Was everything the same when you returned?
Mostly. Manny is gone, and so is Scrabulous, but it looks as if the latter has returned in not-too-diminished form. I missed a particularly weird Carl Icahn hissy fit, and I’ll have to check in with Paczkowski for guidance on how to interpret that.
What did you learn about your newspaper-reading habits while you were gone?
As I’ve noted previously, I’m done with print newspapers. For the first half of the vacation, I did a reasonably good job of staying off the laptop (and we were in another country, so I didn’t want to turn on the iPhone unless absolutely necessary). If I wanted to know what was going on in the world I had to read the print versions of the Times and Journal, both of which were available in hotel gift shops at imminent-apocalypse prices. I imagined that reading newspapers this way would feel like a luxury. Instead, compared to their younger online siblings, they felt out of date and, well, short. Aside from the immediacy you get from following news via the net, chances are you see that news as part of a larger river of information. It’s always coming at you. In comparison, reading the news in a newspaper feels limited, finite. It ends. News on the net never ends (for better or worse).

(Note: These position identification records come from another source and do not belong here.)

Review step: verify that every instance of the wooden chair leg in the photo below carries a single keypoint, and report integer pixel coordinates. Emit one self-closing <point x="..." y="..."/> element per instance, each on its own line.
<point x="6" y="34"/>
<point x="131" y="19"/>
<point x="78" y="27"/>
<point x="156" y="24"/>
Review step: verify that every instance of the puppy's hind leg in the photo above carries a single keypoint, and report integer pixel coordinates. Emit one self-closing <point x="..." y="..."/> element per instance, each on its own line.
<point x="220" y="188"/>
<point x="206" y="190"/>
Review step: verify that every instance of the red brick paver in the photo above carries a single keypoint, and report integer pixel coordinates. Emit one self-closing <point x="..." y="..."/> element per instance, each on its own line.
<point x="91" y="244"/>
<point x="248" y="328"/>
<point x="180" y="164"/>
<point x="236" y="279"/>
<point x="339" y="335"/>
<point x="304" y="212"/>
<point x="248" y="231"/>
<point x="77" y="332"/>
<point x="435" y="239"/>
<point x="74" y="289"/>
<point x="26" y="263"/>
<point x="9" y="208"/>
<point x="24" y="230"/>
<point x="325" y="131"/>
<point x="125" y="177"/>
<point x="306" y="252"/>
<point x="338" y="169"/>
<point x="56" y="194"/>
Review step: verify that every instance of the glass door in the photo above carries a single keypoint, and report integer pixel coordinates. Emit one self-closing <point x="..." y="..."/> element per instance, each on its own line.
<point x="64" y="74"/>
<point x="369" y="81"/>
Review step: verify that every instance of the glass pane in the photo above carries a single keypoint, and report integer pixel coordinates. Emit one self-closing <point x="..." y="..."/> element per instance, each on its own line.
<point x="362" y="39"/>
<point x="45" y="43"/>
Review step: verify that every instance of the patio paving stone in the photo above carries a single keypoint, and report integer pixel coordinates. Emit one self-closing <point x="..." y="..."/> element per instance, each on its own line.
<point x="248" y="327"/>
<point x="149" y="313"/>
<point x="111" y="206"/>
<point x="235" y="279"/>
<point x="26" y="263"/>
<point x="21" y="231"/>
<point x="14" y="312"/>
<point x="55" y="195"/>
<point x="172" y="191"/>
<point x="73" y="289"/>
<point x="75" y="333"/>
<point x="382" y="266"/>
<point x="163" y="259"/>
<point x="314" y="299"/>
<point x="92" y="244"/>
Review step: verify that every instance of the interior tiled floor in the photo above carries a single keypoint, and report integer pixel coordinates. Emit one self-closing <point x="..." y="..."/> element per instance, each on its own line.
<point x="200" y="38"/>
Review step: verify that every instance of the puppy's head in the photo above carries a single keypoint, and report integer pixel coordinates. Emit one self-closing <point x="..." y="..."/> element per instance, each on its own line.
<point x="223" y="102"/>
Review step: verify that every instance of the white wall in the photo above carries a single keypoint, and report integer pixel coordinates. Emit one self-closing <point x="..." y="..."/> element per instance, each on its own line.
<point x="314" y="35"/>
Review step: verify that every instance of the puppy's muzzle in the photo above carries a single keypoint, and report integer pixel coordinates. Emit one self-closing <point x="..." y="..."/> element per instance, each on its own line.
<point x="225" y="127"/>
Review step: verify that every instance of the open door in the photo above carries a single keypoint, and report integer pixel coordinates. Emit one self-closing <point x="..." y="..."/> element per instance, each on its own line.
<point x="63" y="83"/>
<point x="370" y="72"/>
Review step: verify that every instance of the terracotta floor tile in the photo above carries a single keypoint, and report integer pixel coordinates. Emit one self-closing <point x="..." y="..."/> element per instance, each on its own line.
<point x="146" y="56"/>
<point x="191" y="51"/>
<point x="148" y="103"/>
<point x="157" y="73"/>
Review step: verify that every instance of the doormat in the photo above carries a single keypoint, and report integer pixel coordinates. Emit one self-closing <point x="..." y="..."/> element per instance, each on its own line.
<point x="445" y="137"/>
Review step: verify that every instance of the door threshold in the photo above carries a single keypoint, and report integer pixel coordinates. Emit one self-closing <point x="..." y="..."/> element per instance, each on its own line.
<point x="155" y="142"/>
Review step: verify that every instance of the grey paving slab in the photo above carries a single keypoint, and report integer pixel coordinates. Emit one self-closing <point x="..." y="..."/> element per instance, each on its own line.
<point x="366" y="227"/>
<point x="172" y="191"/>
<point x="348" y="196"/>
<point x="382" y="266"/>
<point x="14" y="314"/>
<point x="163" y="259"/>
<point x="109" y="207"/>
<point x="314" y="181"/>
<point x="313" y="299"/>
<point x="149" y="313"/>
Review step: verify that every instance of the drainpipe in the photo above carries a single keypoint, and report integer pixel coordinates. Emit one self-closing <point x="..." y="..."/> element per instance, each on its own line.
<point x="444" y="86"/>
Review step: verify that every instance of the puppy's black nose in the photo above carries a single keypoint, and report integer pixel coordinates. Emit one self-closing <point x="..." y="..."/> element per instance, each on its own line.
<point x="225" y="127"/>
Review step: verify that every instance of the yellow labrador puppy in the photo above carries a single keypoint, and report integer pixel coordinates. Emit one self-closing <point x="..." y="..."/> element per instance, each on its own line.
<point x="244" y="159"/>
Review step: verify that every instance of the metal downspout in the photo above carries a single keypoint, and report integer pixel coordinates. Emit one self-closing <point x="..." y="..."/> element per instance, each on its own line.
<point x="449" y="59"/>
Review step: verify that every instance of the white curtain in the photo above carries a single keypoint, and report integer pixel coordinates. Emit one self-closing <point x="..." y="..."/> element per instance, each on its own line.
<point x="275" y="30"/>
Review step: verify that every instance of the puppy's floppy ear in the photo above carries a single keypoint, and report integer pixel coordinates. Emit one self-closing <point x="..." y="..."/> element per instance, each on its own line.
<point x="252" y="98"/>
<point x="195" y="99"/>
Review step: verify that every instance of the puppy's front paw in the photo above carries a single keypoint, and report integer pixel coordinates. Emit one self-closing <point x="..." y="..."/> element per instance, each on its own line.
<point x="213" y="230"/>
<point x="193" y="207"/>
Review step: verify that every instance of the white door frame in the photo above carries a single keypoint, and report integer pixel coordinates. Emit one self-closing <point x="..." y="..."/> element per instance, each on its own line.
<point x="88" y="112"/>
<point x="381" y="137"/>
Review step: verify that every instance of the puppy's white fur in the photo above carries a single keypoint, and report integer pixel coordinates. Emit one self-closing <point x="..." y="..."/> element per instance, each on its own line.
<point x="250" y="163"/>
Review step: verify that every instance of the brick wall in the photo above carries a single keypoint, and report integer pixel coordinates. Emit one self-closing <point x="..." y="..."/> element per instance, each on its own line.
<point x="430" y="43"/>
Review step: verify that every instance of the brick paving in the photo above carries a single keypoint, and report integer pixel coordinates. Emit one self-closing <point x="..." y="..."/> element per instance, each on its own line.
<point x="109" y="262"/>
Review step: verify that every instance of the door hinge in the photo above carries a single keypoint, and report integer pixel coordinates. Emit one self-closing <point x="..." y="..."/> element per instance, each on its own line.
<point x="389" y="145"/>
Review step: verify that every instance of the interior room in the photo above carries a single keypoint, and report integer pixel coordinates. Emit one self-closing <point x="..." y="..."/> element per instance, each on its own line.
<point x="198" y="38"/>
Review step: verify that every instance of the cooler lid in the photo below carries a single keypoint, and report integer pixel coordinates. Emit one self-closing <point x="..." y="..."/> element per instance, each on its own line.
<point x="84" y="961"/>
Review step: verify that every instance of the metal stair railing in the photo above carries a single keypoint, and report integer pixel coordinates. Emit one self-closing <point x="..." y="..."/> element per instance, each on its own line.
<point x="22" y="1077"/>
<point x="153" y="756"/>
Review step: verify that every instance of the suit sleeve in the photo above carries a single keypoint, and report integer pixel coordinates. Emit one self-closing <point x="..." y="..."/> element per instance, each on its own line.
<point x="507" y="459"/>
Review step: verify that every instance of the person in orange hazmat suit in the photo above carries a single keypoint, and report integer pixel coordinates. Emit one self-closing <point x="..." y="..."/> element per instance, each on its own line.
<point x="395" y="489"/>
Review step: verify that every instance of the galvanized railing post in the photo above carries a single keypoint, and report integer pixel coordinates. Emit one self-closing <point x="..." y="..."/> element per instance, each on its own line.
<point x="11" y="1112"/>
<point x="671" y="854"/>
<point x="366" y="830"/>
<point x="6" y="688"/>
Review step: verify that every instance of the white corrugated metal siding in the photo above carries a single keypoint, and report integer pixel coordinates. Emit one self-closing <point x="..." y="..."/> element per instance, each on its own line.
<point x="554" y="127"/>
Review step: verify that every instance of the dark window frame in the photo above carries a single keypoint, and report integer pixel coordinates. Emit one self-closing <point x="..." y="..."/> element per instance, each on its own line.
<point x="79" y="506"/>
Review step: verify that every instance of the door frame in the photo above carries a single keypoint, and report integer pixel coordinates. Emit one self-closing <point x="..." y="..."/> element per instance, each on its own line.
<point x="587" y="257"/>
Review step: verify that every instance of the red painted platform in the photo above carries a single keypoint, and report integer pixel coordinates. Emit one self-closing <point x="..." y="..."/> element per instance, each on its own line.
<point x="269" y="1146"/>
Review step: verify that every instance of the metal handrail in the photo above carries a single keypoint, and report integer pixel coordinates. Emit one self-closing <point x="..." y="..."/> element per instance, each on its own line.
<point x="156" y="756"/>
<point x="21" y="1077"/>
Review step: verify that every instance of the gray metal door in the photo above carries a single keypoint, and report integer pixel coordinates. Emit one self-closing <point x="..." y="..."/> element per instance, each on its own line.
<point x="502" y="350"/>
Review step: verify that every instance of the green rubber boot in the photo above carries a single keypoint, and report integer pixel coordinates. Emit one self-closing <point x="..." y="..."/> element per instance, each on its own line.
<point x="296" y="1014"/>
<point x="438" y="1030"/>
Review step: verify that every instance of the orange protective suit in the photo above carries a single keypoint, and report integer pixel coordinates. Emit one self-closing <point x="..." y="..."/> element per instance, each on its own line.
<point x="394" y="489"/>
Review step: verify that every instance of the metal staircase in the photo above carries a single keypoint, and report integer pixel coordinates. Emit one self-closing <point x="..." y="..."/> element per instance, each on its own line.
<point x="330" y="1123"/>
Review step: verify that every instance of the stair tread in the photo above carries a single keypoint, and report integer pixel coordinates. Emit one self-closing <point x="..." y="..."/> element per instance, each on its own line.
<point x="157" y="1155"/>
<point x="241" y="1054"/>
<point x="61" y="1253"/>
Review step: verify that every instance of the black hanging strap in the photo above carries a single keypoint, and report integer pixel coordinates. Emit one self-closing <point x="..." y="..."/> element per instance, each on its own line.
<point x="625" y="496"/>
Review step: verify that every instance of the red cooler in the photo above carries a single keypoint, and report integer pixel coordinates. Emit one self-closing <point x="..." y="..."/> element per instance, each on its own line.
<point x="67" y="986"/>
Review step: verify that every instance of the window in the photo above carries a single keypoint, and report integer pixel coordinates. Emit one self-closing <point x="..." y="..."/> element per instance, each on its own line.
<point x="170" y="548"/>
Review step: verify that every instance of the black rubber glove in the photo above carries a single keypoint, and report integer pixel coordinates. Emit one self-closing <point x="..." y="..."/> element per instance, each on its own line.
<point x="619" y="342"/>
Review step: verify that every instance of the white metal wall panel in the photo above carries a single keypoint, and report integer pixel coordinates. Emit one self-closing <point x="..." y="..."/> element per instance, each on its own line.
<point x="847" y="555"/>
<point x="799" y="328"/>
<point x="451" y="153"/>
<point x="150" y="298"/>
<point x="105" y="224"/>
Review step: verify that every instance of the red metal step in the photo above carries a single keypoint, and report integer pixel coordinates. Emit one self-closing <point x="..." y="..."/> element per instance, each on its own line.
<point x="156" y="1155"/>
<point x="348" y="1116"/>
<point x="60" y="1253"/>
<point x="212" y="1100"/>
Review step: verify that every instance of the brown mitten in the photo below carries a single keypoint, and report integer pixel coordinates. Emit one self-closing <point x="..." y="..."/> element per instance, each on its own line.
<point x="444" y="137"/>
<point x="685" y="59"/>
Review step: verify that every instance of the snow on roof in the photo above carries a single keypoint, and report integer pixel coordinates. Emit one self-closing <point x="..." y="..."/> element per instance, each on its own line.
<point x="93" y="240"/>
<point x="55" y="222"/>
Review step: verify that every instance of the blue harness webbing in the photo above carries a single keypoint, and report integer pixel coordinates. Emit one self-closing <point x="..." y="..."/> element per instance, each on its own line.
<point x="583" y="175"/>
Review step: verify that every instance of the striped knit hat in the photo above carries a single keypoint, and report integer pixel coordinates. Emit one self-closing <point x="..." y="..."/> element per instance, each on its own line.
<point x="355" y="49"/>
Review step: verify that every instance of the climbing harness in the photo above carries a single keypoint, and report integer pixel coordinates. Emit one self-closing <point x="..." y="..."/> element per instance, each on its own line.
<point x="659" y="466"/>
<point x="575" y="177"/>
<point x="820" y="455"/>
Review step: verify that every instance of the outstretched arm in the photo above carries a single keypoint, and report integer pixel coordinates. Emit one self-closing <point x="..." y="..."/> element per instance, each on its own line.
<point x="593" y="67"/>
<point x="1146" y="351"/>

Is there anything better than watching your girls swim in a hotel pool?
Not much.

Also worth looking at was the National Gallery in Ottawa. We spent two hours there. I bet we could have gone at least two days without running out of surprises. I was particularly taken by William Kurelek’s “Arriving on the Manitoba Farm,” which looks dark and formless in this image, but reveals more and more layers of detail and meaning when you have the pleasure of standing in front of it.
When you stopped in Burlington, Vt., on the way back, did you see any newspaper headlines you’d expect to see only in Burlington, Vt.?
Yes.
What did you read?
Parts of Francine Prose’s Read Like a Writer (mostly zzz, but it did introduce me to this guy) and Hawthorne’s The Blithedale Romance, and (several times) my favorite Chekhov story, “The Lady with the Dog.”
And you read them all on your…
Kindle, right. It’s a usability nightmare and the selection of Amazon-blessed-and-DRMed books is insufficient and random, but I found it convenient and comfortable under all but the most low-light situations.
Did you write?
Yes, especially early in the week when I was still keeping that off-the-net promise. It’s amazing how less depressed you can be about the quality of something if you’re actually working on it. And maybe I should consider a new business model.
What was Jane’s most memorable quote during the week?
There were so many candidates, but I’m going with “I’m trying to save the tattoo.”
How’s the new job going?
So far it seems like a very good fit. I’ll have a full report at the end of The First 90 Days.
Weren’t you going to tell us the point of this blog?
Comments from Doug, Owen, and Andrea — and a gift from Brian — showed me the limits of my thinking from a few posts ago. And Jane has suggested that I write about what I think about: namely, media and technology. So, unless you’re reading this via a newsreader, you’ll see that the blog now has a new tagline: “media, technology, and the rest of it.” I’ve got some ideas for making this more than a vanity blog; we’ll see if I can live up to them. Oh, and to warn you, I’m going to pay more attention to Twitter.
What’s next?
Gotta see how the WordPress app for the iPhone works.
Apple App Store surprise: I didn’t waste all that money I spent on Treo ebooks
Buried in Apple’s new App Store is the ebook reader app eReader. It’s pretty good, considering the small screen, but the best news is that all the ebooks I bought from the eReader store when I thought I’d be on the PalmOS forever work again. Now if Apple could squeeze a competent tasks app into the iPhone I wouldn’s miss my Treo so much.